Starting a Vegetable Garden

Planning a new vegetable garden is one thing, but actually starting one is another. Most novice gardeners plan over the winter and dig in January and February.

picture of new potatoes being dug upYou have to clear your vegetable patch before you can start anything. This involves some hard work with a fork and spade. If you are digging up a lawn then pile the turves upside down in a compost bin and wait for the grass to rot down. You will end up with a pile of soil rich in organic matter.

You will need to do quite a lot of hands and knees work, so every part of your new vegetable garden needs to be within reach of a path. Stone paths are hard on the knees, so any paths should be grass or wood chip/bark. Use grass around the outside and bark or woodchip for any paths within your vegetable area. Grow easy crops in your first year.

Growing Potatoes

The easiest are potatoes. Grow new potatoes for a taste equal to any shop bought Jersey Royals at next to no cost. You may be thinking you need mounds of earth like farmers have. Forget it, there is no need.

In mid-March just dig a hole with a trowel about 8in deep and put one seed potato in there, eye-end uppermost. Cover it up. Repeat, digging more holes 18in apart in a row. Go away and wait.

You don’t even need to weed potatoes because all he top growth stops most weeds from growing.

In early June you can dig up one potato plant and eat what you find. Dig up your potatoes as you need them for the best taste.

Growing Onions

Onions are nearly as easy if you plant onion sets (small immature bulbs about half an inch across). Onions do need a lot of fertiliser. Spread chicken manure pellets over your onion bed before planting. Use a large trowel or handful per square yard. Rake them in.

Make a thumb-hole and drop one onion set into it with the pointed end uppermost. Cover the set with soil, but only just. Repeat 6in away until you get to the end of the row.

Start your next row 12in away and repeat the planting process until you run out of sets. A supermarket bag of onion sets will contain at least 100 sets, enough to give you 100 onions.

You will need to weed by hand around the growing onions, though you can use a hoe between the rows.

Harvest all your onions together in early September when the tops have fallen over.

Growing Peas

Fresh garden peas are something you cannot buy. The ones in the supermarkets are at least three days old. Peas start to turn their sugar into starch immediately they are picked, so shop bought “fresh” peas are not as sweet as they should be.

Buy a bag of garden compost and fill a window trough with it. In March or April plant your peas using your thumb again, about 2in deep in your window trough. Cover them up and wait a month. Mice love peas and using a trough with an overhanging lip stops them in their tracks.

When your pea plants are about 6in high it is time to plant them in the ground. Make a trowel hole in your new vegetable patch about 4 in deep. Tease a few peas apart using your fingers to separate the roots. Drop one pea in your hole and refill the hole with soil.

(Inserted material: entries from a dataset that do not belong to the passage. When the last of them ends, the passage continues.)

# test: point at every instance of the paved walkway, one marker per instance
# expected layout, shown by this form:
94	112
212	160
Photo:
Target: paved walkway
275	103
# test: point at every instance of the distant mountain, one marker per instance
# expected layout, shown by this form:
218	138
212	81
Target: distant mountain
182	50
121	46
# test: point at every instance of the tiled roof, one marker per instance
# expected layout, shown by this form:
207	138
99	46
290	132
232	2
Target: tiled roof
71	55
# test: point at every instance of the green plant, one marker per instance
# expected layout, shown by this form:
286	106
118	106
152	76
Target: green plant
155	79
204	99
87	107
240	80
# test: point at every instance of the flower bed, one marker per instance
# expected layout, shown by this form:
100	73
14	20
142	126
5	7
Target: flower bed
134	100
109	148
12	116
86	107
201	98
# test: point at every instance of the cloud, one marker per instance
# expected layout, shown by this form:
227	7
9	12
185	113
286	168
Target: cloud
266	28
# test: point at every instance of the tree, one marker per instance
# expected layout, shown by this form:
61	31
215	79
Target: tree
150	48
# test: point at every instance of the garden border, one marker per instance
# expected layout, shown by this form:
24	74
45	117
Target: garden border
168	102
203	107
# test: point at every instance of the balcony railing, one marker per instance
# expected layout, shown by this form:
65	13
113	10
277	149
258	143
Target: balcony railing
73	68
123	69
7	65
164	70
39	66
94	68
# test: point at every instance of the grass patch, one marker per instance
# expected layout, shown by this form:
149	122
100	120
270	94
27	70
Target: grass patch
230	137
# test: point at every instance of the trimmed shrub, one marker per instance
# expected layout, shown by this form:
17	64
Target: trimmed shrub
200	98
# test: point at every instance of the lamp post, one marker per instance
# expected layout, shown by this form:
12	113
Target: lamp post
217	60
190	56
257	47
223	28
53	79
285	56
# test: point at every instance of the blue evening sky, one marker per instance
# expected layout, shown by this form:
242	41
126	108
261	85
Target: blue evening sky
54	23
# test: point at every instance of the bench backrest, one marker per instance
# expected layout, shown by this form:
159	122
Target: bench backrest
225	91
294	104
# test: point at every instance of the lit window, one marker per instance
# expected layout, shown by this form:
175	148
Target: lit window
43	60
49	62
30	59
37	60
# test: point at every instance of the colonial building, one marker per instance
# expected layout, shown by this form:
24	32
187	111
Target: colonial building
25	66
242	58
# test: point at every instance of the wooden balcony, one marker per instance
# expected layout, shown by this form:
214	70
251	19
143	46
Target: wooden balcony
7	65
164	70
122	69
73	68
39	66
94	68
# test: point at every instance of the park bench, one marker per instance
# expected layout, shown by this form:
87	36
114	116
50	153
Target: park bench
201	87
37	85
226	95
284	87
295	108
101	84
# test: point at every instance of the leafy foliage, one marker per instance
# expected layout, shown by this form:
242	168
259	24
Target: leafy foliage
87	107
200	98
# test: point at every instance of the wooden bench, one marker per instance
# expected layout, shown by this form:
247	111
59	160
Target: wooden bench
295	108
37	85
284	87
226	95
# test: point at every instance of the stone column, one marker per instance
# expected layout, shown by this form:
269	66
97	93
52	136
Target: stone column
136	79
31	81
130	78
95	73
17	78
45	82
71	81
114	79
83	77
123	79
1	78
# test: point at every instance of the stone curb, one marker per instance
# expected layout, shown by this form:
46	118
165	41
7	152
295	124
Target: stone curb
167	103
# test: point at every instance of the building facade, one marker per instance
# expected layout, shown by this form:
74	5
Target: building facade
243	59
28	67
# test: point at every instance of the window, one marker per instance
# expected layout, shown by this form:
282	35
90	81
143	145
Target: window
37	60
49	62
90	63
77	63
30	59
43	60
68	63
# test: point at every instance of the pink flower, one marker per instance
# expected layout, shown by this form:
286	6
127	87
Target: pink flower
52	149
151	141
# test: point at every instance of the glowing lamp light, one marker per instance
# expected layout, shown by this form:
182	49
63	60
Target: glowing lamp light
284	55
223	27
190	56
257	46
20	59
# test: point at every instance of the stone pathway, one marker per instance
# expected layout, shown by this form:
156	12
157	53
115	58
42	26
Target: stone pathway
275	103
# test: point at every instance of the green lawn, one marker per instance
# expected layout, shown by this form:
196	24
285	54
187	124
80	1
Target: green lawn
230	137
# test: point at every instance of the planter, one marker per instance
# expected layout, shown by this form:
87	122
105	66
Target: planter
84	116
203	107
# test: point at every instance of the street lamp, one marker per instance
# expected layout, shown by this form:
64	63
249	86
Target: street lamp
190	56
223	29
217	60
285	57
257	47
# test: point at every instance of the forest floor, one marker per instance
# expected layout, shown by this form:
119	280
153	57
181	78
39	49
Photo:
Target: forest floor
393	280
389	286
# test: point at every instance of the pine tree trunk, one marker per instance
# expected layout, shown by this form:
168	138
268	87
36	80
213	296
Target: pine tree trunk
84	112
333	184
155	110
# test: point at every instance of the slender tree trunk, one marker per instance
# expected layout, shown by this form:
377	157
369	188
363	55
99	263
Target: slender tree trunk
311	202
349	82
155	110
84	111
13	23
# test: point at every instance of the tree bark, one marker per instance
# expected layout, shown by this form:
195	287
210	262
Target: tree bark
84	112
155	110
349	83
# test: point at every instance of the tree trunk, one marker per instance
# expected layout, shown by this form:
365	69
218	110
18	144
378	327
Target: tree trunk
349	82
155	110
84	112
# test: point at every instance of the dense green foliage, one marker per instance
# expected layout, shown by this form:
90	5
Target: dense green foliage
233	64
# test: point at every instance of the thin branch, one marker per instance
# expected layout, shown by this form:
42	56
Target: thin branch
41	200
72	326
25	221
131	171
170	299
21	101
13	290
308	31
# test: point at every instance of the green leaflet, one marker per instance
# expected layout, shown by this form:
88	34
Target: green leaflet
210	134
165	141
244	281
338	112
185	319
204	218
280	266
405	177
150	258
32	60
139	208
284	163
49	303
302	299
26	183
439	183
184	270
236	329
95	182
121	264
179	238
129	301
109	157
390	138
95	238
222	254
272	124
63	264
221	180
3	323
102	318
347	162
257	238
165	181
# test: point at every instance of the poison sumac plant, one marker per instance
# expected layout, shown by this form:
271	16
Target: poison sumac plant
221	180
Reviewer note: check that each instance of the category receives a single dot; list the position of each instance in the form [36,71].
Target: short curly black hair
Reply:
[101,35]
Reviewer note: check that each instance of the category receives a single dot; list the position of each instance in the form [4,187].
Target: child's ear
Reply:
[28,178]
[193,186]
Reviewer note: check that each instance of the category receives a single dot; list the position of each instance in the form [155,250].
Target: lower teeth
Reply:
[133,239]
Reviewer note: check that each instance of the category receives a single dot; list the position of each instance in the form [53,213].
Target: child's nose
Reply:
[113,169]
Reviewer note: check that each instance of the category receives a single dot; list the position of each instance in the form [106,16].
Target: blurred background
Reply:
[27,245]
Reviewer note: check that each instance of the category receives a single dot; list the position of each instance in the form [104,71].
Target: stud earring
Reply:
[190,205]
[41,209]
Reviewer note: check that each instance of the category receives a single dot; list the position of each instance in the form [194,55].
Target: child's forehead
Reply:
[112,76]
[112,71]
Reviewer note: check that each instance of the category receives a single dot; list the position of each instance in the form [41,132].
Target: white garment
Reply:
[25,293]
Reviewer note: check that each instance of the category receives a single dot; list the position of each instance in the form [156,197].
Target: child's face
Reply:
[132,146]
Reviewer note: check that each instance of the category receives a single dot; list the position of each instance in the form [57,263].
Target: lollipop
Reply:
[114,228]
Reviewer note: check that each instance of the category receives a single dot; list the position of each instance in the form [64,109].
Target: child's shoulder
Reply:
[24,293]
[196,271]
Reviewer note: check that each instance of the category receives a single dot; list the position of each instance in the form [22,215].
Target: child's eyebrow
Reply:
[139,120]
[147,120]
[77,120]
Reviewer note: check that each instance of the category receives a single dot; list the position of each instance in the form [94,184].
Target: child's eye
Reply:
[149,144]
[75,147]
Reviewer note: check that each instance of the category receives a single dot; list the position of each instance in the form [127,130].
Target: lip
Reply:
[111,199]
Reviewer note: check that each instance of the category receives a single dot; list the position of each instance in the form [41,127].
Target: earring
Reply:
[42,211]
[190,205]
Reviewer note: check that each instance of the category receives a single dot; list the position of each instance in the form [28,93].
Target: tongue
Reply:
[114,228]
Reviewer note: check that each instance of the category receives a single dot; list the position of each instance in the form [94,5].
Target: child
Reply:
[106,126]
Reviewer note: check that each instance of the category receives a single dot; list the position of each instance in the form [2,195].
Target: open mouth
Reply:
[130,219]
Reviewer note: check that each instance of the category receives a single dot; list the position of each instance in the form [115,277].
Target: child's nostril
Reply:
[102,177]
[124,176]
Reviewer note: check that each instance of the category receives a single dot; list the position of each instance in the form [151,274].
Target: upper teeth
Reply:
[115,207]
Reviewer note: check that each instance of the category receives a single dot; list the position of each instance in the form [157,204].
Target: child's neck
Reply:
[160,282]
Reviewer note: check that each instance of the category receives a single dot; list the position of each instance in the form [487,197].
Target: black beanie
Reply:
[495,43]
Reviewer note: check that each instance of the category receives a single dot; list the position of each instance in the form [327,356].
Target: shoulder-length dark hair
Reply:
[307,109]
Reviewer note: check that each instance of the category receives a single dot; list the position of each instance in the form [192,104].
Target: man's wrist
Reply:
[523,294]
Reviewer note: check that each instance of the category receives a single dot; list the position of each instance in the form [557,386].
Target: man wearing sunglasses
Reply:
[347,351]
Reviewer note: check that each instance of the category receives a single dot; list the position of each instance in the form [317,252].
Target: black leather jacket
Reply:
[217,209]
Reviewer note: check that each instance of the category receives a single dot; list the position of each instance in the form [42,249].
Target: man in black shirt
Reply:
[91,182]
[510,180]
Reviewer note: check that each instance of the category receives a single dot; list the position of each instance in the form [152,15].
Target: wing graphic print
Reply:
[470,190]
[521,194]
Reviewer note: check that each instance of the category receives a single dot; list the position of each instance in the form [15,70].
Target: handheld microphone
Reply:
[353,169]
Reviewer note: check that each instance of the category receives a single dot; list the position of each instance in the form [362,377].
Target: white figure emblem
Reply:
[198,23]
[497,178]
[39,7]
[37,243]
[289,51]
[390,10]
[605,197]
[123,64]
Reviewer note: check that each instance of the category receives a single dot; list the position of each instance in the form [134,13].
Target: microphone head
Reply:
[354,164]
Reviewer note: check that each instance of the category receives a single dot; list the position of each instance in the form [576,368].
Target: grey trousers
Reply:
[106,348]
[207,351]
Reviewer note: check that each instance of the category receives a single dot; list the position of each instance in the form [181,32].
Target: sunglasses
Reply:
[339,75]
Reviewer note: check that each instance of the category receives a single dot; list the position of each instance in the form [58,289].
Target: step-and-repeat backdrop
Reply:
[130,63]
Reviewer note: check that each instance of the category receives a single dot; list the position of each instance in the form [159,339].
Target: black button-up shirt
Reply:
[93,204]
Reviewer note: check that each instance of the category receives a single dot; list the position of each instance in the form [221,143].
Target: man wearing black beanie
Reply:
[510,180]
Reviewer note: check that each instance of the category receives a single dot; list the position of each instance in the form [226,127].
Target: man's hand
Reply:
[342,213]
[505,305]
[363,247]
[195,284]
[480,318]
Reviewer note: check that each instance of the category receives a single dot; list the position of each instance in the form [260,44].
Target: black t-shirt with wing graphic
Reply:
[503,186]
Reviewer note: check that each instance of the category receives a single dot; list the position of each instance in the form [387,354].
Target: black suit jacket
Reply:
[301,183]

Repeat 6in away until all your pea plants are in the ground. Make your rows six inches apart as well. You can start picking peas in early July. I eat most of mine straight off the plant, but if you can get them inside all they need is two minutes steaming.

Growing Leeks

When you plant your peas refill your window box trough with fresh compost. Sprinkle leek seeds onto the surface and cover with just a few handfuls of compost. Wait.

In August you can plant your leeks where your peas or potatoes were. Add more chicken manure pellets and rake them in. Make a narrow hole using a hammer handle or a dibber. Tease the leeks apart and drop one leek seedling into each hole. Water them but leave the holes without filling them up with soil.

Leeks and onions are the same family so it is best not to plant them in the same space one after the other.

Dig up your leeks as you need them from November to March. Use a garden fork and you can even have fresh leeks in the deepest frost.